Fix SyncBatchNorm running var update issue by unlimblue · Pull Request #22248 · pytorch/pytorch

unlimblue · 2019-06-26T02:28:30Z

Fix #22192

change signature: func: batch_norm_gather_stats(Tensor input, Tensor mean, Tensor invstd, Tensor? running_mean, Tensor? running_var, float momentum, float eps, Tensor counts) -> (Tensor, Tensor)
change cuda & cuda head

std::tuple<Tensor, Tensor> batch_norm_gather_stats_cuda(const Tensor& self, const Tensor& mean, const Tensor& invstd, const Tensor& running_mean,
                                                        const Tensor& running_var, double momentum, double epsilon, int64_t count) {
                                                        const Tensor& running_var, double momentum, double epsilon, const Tensor& counts)

change python interface

class SyncBatchNorm(Function):
    def forward(self, input, weight, bias, running_mean, running_var, eps, momentum, process_group, world_size):
        ...

mrshenli · 2019-06-26T03:45:12Z

@pytorchbot retest this please

facebook-github-bot

@mrshenli has imported this pull request.
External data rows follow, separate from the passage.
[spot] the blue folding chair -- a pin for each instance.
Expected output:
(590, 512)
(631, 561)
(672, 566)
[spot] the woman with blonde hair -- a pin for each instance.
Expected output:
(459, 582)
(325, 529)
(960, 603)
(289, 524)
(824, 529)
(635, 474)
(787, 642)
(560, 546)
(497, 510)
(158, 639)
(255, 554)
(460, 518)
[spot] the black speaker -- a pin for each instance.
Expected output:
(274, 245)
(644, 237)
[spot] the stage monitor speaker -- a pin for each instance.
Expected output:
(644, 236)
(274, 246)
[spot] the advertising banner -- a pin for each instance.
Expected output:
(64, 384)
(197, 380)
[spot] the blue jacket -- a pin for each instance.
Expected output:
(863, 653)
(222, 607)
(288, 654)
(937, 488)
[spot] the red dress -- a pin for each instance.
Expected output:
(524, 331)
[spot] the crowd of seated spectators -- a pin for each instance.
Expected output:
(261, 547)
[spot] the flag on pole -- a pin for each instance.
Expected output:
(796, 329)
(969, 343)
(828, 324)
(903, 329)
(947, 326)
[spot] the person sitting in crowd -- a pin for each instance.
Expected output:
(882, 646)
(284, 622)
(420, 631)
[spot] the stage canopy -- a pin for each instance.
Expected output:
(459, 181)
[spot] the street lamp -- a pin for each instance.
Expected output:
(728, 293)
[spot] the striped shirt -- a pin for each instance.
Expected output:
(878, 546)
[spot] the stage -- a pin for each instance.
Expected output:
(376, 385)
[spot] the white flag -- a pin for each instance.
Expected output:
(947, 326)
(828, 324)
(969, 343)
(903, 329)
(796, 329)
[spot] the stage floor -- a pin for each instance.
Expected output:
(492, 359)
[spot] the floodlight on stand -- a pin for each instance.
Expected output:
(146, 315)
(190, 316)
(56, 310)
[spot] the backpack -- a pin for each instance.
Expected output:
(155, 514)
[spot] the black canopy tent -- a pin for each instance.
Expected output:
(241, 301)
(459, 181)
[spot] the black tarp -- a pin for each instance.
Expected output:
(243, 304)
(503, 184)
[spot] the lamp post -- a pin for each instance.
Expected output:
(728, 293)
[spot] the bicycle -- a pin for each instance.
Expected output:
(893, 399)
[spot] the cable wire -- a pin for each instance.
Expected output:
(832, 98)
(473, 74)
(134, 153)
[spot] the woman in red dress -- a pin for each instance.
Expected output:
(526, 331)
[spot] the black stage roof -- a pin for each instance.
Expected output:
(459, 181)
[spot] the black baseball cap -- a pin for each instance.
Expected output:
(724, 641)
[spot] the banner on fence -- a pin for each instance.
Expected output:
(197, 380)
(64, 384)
If you are a Facebook employee, you can view this diff on Phabricator.

unlimblue · 2019-06-26T06:17:57Z

@mrshenli pytorch_xla_linux_trusty_py3_6_gcc5_4_build could retest again.

mrshenli

Thanks for contributing! Can you add a test in test/test_distributed.py to cover different input sizes?

mrshenli · 2019-06-26T17:54:32Z

aten/src/ATen/native/native_functions.yaml

    CUDA: batch_norm_elemt_cuda

- func: batch_norm_gather_stats(Tensor input, Tensor mean, Tensor invstd, Tensor? running_mean, Tensor? running_var, float momentum, float eps, int count) -> (Tensor, Tensor)
+- func: batch_norm_gather_stats(Tensor input, Tensor mean, Tensor invstd, Tensor? running_mean, Tensor? running_var, float momentum, float eps, Tensor counts) -> (Tensor, Tensor)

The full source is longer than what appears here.